Some things in politics are complicated; others aren’t. In the category of things that aren’t is the immutable truth that presidents are tied to the progress of the realm they govern, and the chief measurement of progress is economic prosperity. When the realm is in decline, check your watch — because history suggests that a president’s days are numbered.
The immutable connection of a president to the state of the national economy is like a law of nature. You can outfox, outwit and outmaneuver gravity for a while, but at some point gravity usually finds a way to get ya.
President Obama and his spinmeisters, clever cusses that they are, have been holed up in their Chi-town hideouts for months now, gaming out scenarios to try to work around a bad economy and the attendant laws of political gravity. But poll after poll after poll this week shows just how difficult a task it will be.
The biggest shock wave of the last week was a CBS News and New York Times poll showing that Republican nominee-to-be Mitt Romney had actually erased the gender gap. The former Massachusetts governor was leading with women, the CBS/NYT survey found.
News that Obama’s claim of a GOP “war on women” was not working sent the Obama camp scrambling. And their explanation wasn’t particularly compelling. The Obama campaign, laughably, attacked the CBS and New York Times poll as biased for Republicans. Sure, and Bill Maher loves Sarah Palin.
Whether or not the poll is exactly accurate, it’s impossible to overstate just how significant Romney’s marginal gains with women are. Obama has no shot — read that, no shot at all, not in a thousand years — of defeating Romney unless the president decisively beats the Repubican challenger among female voters.
Bad as the New York Times poll was for the president, that was only the beginning.
The latest polling in North Carolina — a state that is viewed as so central to Obama’s chances this November that the Democratic National Convention will take place there — showed Obama down by eight points. No surprise, that sent the Obama camp scurrying to explain whether it had made a mistake in sending the convention to a state that is slipping out of reach.
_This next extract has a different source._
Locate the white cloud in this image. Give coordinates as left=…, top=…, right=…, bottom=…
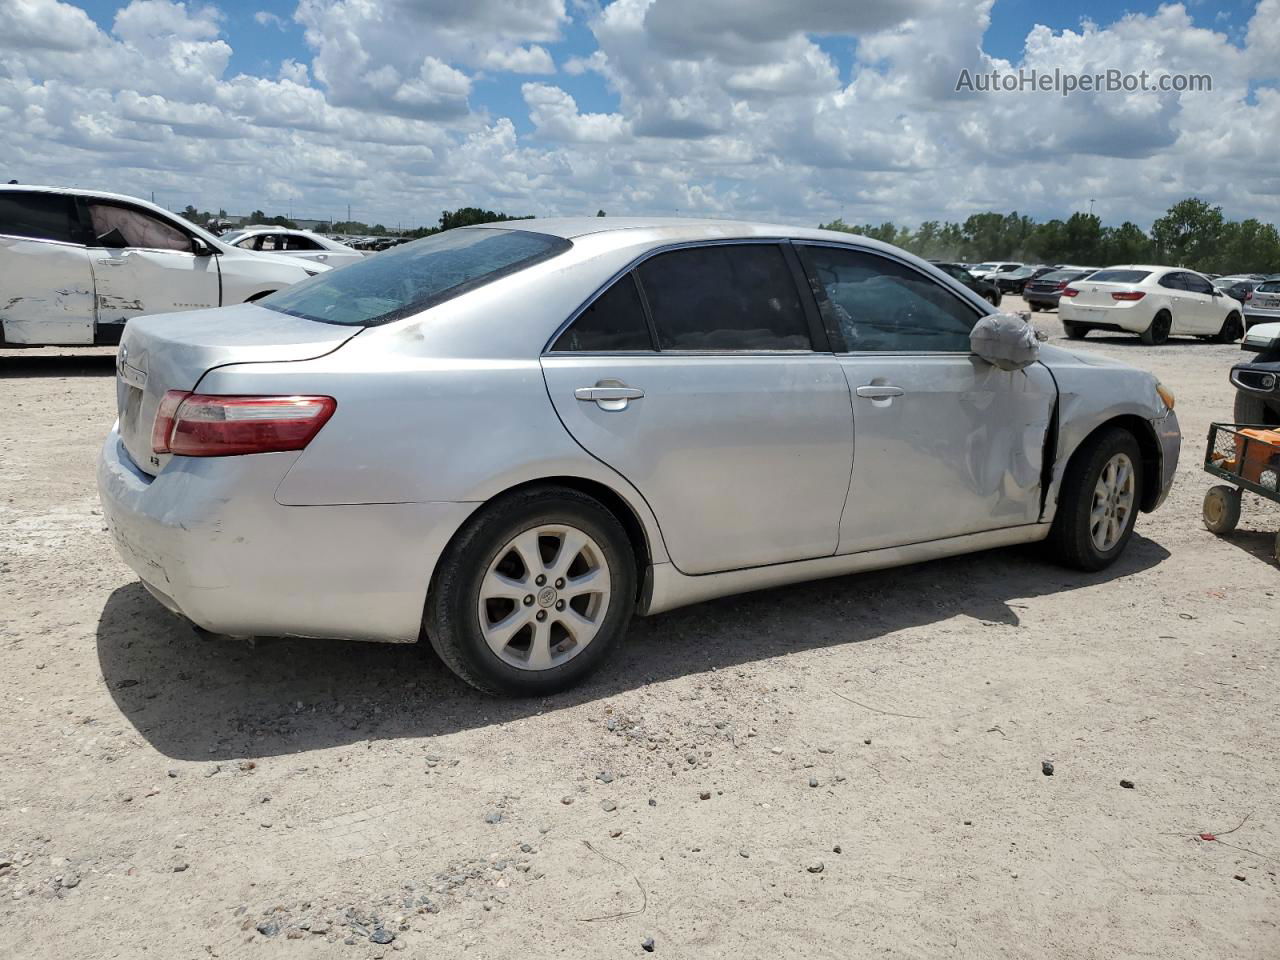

But the Obama administration, nothing if not persistent in trotting out bad arguments to cover big mistakes, retorted simply that the poll in question was, you guessed it, biased.
Meanwhile, in both Wisconsin and Pennsylvania, states that the Democrats must win, Obama and his forces are foundering.
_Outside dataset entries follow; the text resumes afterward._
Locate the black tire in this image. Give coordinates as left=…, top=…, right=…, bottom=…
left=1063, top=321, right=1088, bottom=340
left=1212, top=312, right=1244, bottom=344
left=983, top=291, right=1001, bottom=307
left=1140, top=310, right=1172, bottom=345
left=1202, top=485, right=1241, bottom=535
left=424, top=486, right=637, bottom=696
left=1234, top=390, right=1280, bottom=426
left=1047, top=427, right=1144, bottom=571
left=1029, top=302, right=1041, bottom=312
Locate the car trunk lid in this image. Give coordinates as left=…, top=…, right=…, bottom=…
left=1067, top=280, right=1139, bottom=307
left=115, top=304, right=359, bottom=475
In Wisconsin, the lavishly funded left-wing recall of über-conservative Gov. Scott Walker has hit the rocks, with new polling showing the Republican governor pulling away.
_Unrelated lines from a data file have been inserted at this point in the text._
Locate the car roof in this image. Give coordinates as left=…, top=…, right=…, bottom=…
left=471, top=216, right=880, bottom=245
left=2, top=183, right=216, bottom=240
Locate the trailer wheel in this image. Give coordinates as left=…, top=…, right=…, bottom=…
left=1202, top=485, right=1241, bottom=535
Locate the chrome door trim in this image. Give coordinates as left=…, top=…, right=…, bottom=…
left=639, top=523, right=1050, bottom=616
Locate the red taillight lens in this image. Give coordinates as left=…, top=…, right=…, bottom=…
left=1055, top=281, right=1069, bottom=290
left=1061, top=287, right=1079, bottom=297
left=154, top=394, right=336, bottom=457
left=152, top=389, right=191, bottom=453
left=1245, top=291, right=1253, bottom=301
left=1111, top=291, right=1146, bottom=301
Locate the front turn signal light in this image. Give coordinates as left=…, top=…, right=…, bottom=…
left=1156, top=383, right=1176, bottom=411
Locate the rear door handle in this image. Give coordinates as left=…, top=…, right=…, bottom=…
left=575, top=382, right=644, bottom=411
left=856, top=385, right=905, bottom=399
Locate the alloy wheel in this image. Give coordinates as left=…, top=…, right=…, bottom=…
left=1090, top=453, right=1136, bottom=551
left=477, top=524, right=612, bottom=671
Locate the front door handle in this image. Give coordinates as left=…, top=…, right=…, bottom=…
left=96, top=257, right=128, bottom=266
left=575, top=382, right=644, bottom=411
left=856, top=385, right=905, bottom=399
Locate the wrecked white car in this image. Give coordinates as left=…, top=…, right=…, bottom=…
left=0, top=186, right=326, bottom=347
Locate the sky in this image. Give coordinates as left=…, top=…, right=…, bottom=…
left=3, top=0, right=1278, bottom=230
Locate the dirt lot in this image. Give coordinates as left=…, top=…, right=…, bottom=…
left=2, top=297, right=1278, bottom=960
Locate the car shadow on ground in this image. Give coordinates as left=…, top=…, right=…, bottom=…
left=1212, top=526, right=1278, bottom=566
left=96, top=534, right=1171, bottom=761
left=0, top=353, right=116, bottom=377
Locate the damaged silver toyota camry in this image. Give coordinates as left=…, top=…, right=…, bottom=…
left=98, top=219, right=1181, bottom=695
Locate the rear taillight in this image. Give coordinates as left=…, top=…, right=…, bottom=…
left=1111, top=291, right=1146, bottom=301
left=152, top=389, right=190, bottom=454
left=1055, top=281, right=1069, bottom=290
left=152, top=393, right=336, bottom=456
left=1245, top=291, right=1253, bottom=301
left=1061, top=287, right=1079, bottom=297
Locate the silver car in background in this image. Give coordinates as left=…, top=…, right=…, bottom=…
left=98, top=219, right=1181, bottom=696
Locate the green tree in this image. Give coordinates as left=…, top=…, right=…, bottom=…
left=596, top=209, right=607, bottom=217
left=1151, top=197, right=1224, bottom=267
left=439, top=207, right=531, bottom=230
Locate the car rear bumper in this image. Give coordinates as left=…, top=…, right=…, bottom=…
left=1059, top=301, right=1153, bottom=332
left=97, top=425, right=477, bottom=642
Public employee unions and a host of other liberal interest groups have spent inordinate sums of cash attempting to turn Walker’s demise into a proxy fight on union rights, and a precursor for the presidential election in November. But if Walker’s success tells us anything, it is that the Cheeseheads aren’t buying what Obama and the left are cooking, an ominous indicator in a state Obama simply cannot lose.
And in Pennsylvania, one left-of-center analyst — Stuart Rothenberg — projected this week that a horserace may be in the offing there. If Obama can’t lose Wisconsin, he really, really can’t lose Pennsylvania. That Romney is even competing in a place like Pennsylvania is proof of just how strong the tug of political gravity is dragging down President Obama’s re-election aspirations.
An exhaustive analysis from Gallup this week put it elegantly: “Comparing today’s economic and political ratings with those from previous years when presidents sought re-election reveals that today’s climate is more similar to years when incumbents lost than when they won.”
This thing isn’t over by a long shot, but this much is clear: The biggest impediment to Obama’s re-election isn’t Mitt Romney, it is a political gravity that doesn’t seem likely to let go of a president who has badly mismanaged the American economy.
Josh Penry is a former minority leader of the Colorado Senate. He is a graduate of Grand Junction High School and Mesa State College.